Endocannabinoid Degradation Enzyme Inhibitors as Potential Antipsychotics: A Medicinal Chemistry Perspective.

作者信息

Mangiatordi Giuseppe Felice, Cavalluzzi Maria Maddalena, Delre Pietro, Lamanna Giuseppe, Lumuscio Maria Cristina, Saviano Michele, Majoral Jean-Pierre, Mignani Serge, Duranti Andrea, Lentini Giovanni

机构信息

Institute of Crystallography, National Research Council of Italy, Via G. Amendola 122/O, 70126 Bari, Italy.

Department of Pharmacy-Pharmaceutical Sciences, University of Bari Aldo Moro, Via E. Orabona 4, 70125 Bari, Italy.

出版信息

Biomedicines. 2023 Feb 6;11(2):469. doi: 10.3390/biomedicines11020469.
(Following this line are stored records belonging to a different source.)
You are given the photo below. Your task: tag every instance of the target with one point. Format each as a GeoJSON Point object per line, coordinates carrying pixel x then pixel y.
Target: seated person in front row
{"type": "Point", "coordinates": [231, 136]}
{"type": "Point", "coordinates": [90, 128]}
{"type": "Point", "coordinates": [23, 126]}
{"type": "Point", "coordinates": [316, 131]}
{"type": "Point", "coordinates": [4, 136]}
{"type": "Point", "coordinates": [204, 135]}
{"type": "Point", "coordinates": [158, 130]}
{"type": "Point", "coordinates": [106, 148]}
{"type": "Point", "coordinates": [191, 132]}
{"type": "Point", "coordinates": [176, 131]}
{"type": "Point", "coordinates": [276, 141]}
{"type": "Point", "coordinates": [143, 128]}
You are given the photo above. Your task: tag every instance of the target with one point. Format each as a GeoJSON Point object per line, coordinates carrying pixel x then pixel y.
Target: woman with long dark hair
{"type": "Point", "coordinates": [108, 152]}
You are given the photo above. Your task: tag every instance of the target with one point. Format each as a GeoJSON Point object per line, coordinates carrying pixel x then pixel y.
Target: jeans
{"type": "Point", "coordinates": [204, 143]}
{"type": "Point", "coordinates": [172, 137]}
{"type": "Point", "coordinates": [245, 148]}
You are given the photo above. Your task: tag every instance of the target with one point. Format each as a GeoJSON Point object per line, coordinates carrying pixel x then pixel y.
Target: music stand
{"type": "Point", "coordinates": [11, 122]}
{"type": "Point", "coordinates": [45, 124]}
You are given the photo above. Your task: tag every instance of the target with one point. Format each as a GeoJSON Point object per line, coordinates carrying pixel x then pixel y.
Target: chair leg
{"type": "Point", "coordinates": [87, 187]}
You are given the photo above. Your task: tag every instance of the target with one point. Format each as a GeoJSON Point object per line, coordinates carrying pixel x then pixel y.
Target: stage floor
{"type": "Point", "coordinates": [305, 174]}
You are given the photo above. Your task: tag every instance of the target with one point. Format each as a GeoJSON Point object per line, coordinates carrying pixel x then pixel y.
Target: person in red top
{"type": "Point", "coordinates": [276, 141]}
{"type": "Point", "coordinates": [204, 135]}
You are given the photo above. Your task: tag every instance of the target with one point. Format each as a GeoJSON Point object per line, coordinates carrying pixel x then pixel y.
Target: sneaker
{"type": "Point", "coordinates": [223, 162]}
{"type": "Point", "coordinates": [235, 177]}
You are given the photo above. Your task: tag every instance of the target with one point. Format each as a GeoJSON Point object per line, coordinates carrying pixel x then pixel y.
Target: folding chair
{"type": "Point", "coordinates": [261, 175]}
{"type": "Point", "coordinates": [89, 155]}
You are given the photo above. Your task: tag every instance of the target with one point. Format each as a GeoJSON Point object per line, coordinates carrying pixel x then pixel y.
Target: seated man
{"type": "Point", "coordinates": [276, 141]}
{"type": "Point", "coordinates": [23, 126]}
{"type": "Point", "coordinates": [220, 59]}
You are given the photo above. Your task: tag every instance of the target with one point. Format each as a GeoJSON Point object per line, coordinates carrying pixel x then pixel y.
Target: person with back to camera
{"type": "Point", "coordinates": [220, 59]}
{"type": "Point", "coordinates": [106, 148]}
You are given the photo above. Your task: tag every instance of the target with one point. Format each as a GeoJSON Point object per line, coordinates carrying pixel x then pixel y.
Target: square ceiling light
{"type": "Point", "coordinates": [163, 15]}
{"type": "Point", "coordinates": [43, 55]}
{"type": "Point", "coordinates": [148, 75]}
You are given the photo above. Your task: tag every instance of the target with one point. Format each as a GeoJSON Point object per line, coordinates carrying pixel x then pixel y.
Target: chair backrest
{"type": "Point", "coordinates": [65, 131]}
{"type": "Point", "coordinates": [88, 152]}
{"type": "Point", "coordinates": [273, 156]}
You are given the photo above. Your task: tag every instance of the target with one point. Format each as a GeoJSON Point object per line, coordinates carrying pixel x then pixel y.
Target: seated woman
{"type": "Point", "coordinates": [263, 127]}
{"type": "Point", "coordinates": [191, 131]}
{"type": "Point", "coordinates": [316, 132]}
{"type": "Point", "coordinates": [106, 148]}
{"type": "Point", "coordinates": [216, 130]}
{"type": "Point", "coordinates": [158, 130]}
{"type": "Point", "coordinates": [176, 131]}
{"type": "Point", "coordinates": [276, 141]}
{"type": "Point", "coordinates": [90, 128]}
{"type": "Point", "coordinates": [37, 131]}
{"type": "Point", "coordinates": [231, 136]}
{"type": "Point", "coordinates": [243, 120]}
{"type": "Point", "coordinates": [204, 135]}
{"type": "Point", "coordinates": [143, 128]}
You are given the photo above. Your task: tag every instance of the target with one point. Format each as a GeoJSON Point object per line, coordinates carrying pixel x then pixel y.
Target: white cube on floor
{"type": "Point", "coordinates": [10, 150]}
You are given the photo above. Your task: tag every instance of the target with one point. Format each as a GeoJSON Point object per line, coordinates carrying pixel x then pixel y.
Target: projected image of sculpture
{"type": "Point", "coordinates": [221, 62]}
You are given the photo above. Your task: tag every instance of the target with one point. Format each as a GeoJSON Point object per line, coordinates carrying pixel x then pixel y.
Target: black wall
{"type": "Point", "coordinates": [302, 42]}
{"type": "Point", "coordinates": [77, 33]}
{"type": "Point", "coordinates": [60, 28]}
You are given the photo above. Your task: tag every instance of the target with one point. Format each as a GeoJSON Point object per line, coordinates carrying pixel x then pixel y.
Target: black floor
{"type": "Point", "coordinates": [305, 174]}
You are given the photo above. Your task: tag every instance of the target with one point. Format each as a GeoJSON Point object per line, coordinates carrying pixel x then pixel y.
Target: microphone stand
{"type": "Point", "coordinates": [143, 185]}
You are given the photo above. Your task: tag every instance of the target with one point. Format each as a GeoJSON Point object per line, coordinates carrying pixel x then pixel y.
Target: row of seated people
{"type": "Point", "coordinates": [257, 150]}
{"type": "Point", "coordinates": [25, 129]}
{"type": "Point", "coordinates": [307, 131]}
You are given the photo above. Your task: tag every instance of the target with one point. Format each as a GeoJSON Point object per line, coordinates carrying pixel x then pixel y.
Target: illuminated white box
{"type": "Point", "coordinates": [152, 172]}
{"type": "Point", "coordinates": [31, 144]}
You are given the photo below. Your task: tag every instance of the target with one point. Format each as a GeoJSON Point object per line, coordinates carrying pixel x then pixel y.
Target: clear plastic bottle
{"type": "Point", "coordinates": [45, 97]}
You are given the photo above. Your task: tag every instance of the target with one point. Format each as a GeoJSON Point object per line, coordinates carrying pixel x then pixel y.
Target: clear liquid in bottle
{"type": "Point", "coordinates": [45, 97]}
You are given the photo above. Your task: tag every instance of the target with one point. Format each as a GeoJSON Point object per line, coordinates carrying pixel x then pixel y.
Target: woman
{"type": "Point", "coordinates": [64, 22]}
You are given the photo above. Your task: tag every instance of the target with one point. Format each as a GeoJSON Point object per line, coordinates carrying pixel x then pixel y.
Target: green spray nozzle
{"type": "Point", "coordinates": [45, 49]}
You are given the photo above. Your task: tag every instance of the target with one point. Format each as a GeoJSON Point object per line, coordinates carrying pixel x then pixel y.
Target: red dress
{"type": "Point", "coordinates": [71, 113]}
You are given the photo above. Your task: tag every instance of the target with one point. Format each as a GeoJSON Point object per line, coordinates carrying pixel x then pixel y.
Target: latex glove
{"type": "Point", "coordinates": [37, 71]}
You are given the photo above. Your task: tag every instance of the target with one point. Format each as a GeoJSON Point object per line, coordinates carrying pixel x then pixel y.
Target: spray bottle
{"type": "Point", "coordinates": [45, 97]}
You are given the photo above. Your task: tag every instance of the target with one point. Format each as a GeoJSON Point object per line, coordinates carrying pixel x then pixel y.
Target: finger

DOI:10.3390/biomedicines11020469
PMID:36831006
原文链接:https://pmc.ncbi.nlm.nih.gov/articles/PMC9953700/
Abstract

The endocannabinoid system (ECS) plays a very important role in numerous physiological and pharmacological processes, such as those related to the central nervous system (CNS), including learning, memory, emotional processing, as well pain control, inflammatory and immune response, and as a biomarker in certain psychiatric disorders. Unfortunately, the half-life of the natural ligands responsible for these effects is very short. This perspective describes the potential role of the inhibitors of the enzymes fatty acid amide hydrolase (FAAH) and monoacylglycerol lipase (MGL), which are mainly responsible for the degradation of endogenous ligands in psychic disorders and related pathologies. The examination was carried out considering both the impact that the classical exogenous ligands such as Δ-tetrahydrocannabinol (THC) and (-)-trans-cannabidiol (CBD) have on the ECS and through an analysis focused on the possibility of predicting the potential toxicity of the inhibitors before they are subjected to clinical studies. In particular, cardiotoxicity (hERG liability), probably the worst early adverse reaction studied during clinical studies focused on acute toxicity, was predicted, and some of the most used and robust metrics available were considered to select which of the analyzed compounds could be repositioned as possible oral antipsychotics.

摘要

内源性大麻素系统(ECS)在众多生理和药理过程中发挥着非常重要的作用,例如与中枢神经系统(CNS)相关的过程,包括学习、记忆、情绪处理以及疼痛控制、炎症和免疫反应,还作为某些精神疾病的生物标志物。不幸的是,负责这些作用的天然配体的半衰期非常短。本文阐述了脂肪酸酰胺水解酶(FAAH)和单酰甘油脂肪酶(MGL)抑制剂的潜在作用,这两种酶主要负责精神疾病及相关病理中内源性配体的降解。研究既考虑了经典外源性配体如Δ-四氢大麻酚(THC)和(-)-反式大麻二酚(CBD)对ECS的影响,也通过分析来预测抑制剂在进行临床研究之前的潜在毒性。特别是预测了心脏毒性(hERG易感性),这可能是临床研究中针对急性毒性所研究的最严重的早期不良反应,并且考虑了一些最常用且可靠的指标,以选择哪些被分析的化合物可以重新定位为可能的口服抗精神病药物。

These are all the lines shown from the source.